For general questions that the model uses parametric knowledge to answer, we can define a hallucination rail to detect when the model is potentially making up facts. The default implementation of the hallucination rails is based on SelfCheckGPT.
- Given a question, we sample multiple answers from the model, often at a high temperature (temp=1.0).
- We then check if the answers are consistent with each other. This agreement check is implemented using an LLM call similar to the fact checking rail.
- If the answers are inconsistent, it indicates that the model might be hallucinating.
This rail will use the LLM for self-checking with a custom prompt if the answers are inconsistent. The custom prompt can be similar to an NLI task. For more details, consult the [Guardrails library](Guardrails library) guide.
To run the hallucination rail, use the following CLI command:
nemoguardrails evaluate hallucination --config=path/to/guardrails/config
Here is a list of arguments that you can use to configure the hallucination rail:
config
: The path to the guardrails configuration (this includes the LLM, the prompts and any other information).dataset-path
: Path to the dataset. It should be a text file with one question per line.num-samples
: Number of samples to run the eval on. Default is 50.output-dir
: The directory to save the output to. Default is eval_outputs/hallucination.write-outputs
: Whether to write the outputs to a file or not. Default is True.

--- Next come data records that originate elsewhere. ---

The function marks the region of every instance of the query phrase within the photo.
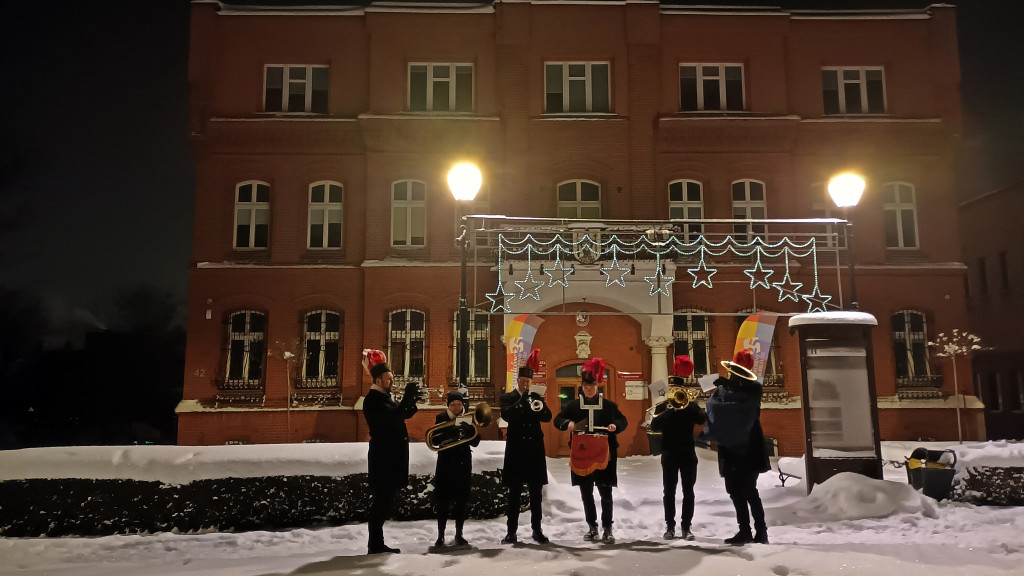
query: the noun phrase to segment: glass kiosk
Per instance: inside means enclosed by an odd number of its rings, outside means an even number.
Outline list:
[[[800,340],[806,466],[810,492],[840,472],[882,478],[871,327],[864,312],[819,312],[789,319]]]

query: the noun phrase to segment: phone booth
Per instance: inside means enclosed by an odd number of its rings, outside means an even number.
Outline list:
[[[806,466],[810,492],[840,472],[882,478],[871,327],[865,312],[818,312],[789,319],[800,340]]]

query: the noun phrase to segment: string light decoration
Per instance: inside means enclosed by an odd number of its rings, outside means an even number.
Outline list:
[[[707,287],[713,289],[712,278],[718,273],[714,266],[713,258],[720,258],[728,254],[740,257],[752,258],[754,264],[751,268],[743,270],[743,273],[750,279],[750,289],[763,288],[778,291],[778,301],[792,300],[799,303],[801,300],[807,303],[808,312],[824,312],[832,299],[831,295],[821,292],[818,283],[818,256],[817,239],[813,236],[805,241],[795,241],[789,237],[782,237],[777,242],[768,242],[761,236],[754,236],[750,240],[741,240],[732,235],[725,236],[721,241],[715,242],[704,235],[698,235],[691,241],[686,242],[679,236],[669,236],[664,240],[653,240],[651,234],[639,235],[636,240],[629,240],[617,234],[610,236],[600,235],[597,238],[590,234],[577,236],[576,239],[567,237],[566,234],[556,233],[544,238],[534,236],[532,233],[517,234],[510,237],[504,233],[498,234],[498,287],[494,292],[487,293],[487,299],[491,301],[491,312],[511,313],[511,301],[516,298],[525,300],[532,298],[540,300],[541,288],[554,288],[561,286],[568,288],[570,276],[575,273],[573,267],[566,267],[563,254],[579,254],[582,250],[589,250],[588,256],[595,259],[609,259],[610,264],[601,266],[601,273],[605,276],[605,287],[618,285],[626,287],[626,276],[633,270],[632,267],[623,267],[620,264],[620,257],[632,257],[635,260],[654,258],[654,270],[649,275],[644,275],[645,282],[650,284],[649,295],[655,294],[670,296],[671,285],[675,282],[674,276],[668,276],[663,270],[662,258],[675,257],[698,257],[699,261],[694,268],[687,268],[686,271],[693,278],[691,287],[694,289]],[[518,295],[509,294],[502,286],[505,283],[503,262],[508,257],[526,258],[527,272],[522,280],[514,280],[519,288]],[[533,258],[554,256],[554,265],[542,266],[541,274],[548,277],[547,282],[538,280],[533,275]],[[781,262],[773,269],[771,264],[765,267],[765,260]],[[802,293],[804,287],[802,282],[792,279],[791,264],[794,260],[807,260],[810,262],[810,270],[814,283],[809,293]],[[636,266],[636,263],[633,264]],[[771,282],[770,278],[776,272],[781,272],[782,279],[778,282]],[[511,270],[509,271],[511,275]],[[835,307],[835,305],[831,305]]]

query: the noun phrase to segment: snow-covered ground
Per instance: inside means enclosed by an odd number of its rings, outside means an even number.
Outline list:
[[[902,461],[919,445],[885,443],[883,459]],[[171,482],[218,475],[315,474],[319,468],[339,473],[337,457],[344,457],[353,469],[365,470],[365,454],[361,462],[352,462],[347,454],[360,450],[358,445],[245,447],[263,454],[256,464],[232,460],[229,447],[154,448],[178,451],[177,464],[167,467],[166,459],[146,458],[146,452],[137,449],[67,448],[51,453],[55,455],[49,459],[41,458],[41,452],[17,451],[0,455],[0,479],[96,477],[102,470],[107,470],[106,477]],[[955,448],[961,469],[997,463],[1024,465],[1024,444],[989,442]],[[302,449],[319,451],[324,457],[319,464],[309,464],[308,458],[297,455]],[[89,451],[96,452],[87,458]],[[500,444],[485,443],[478,452],[481,464],[493,463]],[[414,472],[433,467],[429,457],[421,454],[414,451]],[[771,544],[725,546],[722,539],[736,531],[732,505],[713,454],[701,455],[695,542],[661,538],[664,519],[658,459],[632,457],[619,460],[619,487],[615,490],[618,541],[614,545],[584,543],[579,492],[569,484],[568,462],[561,459],[548,461],[551,478],[544,493],[544,530],[552,542],[544,546],[500,545],[504,518],[467,522],[466,538],[474,547],[447,553],[428,551],[436,538],[433,521],[388,522],[385,538],[401,547],[402,554],[380,556],[364,555],[365,524],[240,534],[0,538],[0,574],[433,576],[442,569],[445,574],[467,576],[1024,574],[1024,508],[939,503],[908,486],[905,470],[891,467],[885,468],[884,481],[842,474],[816,487],[809,496],[799,481],[781,487],[776,473],[765,473],[759,486],[768,511]],[[108,465],[98,466],[96,456],[105,458]],[[296,470],[300,460],[307,463]],[[784,462],[787,464],[792,467],[798,462]],[[521,519],[520,539],[531,542],[528,526],[529,513]],[[451,528],[448,536],[452,536]]]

To evaluate the hallucination rail on your own dataset, you can follow the create a text file with the list of questions and run the evaluation using the following command
nemoguardrails evaluate hallucination --dataset-path <path-to-your-text-file>
To evaluate the hallucination rail, we manually curate a set of questions which mainly consists of questions with a false premise, i.e., questions that cannot have a correct answer.
For example, the question "What is the capital of the moon?" has a false premise since the moon does not have a capital. Since the question is stated in a way that implies that the moon has a capital, the model might be tempted to make up a fact and answer the question.
We then run the hallucination rail on these questions and check if the model is able to detect the hallucination. We run the evaluation using OpenAI text-davinci-003
and gpt-3.5-turbo
models.
Evaluation Date - June 12, 2023 (Mar 13 2024 for gemini-1.0-pro
).
We breakdown the performance into the following metrics:
- % of questions that are intercepted by the model, i.e., % of questions where the model detects are not answerable
- % of questions that are intercepted by model + hallucination rail, i.e., % of questions where the either the model detects are not answerable or the hallucination rail detects that the model is making up facts
Model | % intercepted - model | % intercepted - model + hallucination rail | % model errored out |
---|---|---|---|
text-davinci-003 | 0 | 70 | 0 |
gpt-3.5-turbo | 65 | 90 | 0 |
gemini-1.0-pro | 60 | 80 | 6.7* |
We find that gpt-3.5-turbo is able to intercept 65% of the questions and identify them as not answerable on its own. Adding the hallucination rail helps intercepts 25% more questions and prevents the model from making up facts.
* Vertex AI models sometimes error out on hallucination and moderation tests due to this issue.